Мне было стыдно ее красных глаз, ее набрякших век, ее скорбного, черного, в белых горошках платочка, но я не мог выжать ни единой слезинки.
Я обрадовался, когда спустя полчаса меня послали за врачихой, лечившей деда: для похорон требовалась справка, что мой дед действительно умер.
На улице было еще прохладно, воздух казался особенно прозрачным и чистым после комнаты с затворенными окнами и тяжелым, сладким запахом смерти. В арыке весело ворковала вода, над низкими заборами вскипала густая жирная листва, в которой просвечивали янтарно-спелые урючины, на каждом углу, примостясь на корточках, женщины в грязных пестрых халатах торговали рисом, курагой и кислым молоком с коричневой пенкой.
Я быстро нашел нужный дом, но сопровождать врачиху мне не пришлось — она просто выписала мне справку на бланке — таких бланков у нее была заготовлена целая стопка, — и я ушел.
Я возвращался не торопясь, довольный, что так хорошо выполнил поручение и тоже чем-то помог в хлопотах. Об этом я как раз и думал, когда заметил впереди раскидистую чинару и сообразил, что надо было свернуть в боковой переулок. Но теперь сворачивать было поздно, потому что там, под чинарой, тоже заметили меня. Каждый день по дороге в школу я проходил мимо этой чинары, и всякий раз мне хотелось свернуть в боковой переулок, но я не сворачивал, а шел мимо, даже убавлял шаг, чтобы там, под чинарой, не подумали, что я струсил.

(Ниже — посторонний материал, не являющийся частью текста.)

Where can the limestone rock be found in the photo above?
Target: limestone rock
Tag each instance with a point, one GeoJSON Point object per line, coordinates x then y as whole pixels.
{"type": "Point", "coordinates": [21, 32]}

Я не мог себе позволить, чтобы там так решили в этот день, особенно в этот день.
Они все уже собрались, все сидели там — и Косой, и Дылда, и остальные — все они были в сборе, и среди них, конечно, был и тот. На Костылях, — так я называл их для себя.
— Эй, Абрамчик! — крикнули мне, и я пошел медленнее, не поворачивая головы. Я знал, что это их особенно злило, но я головы не поворачивал и бежать никуда не бежал.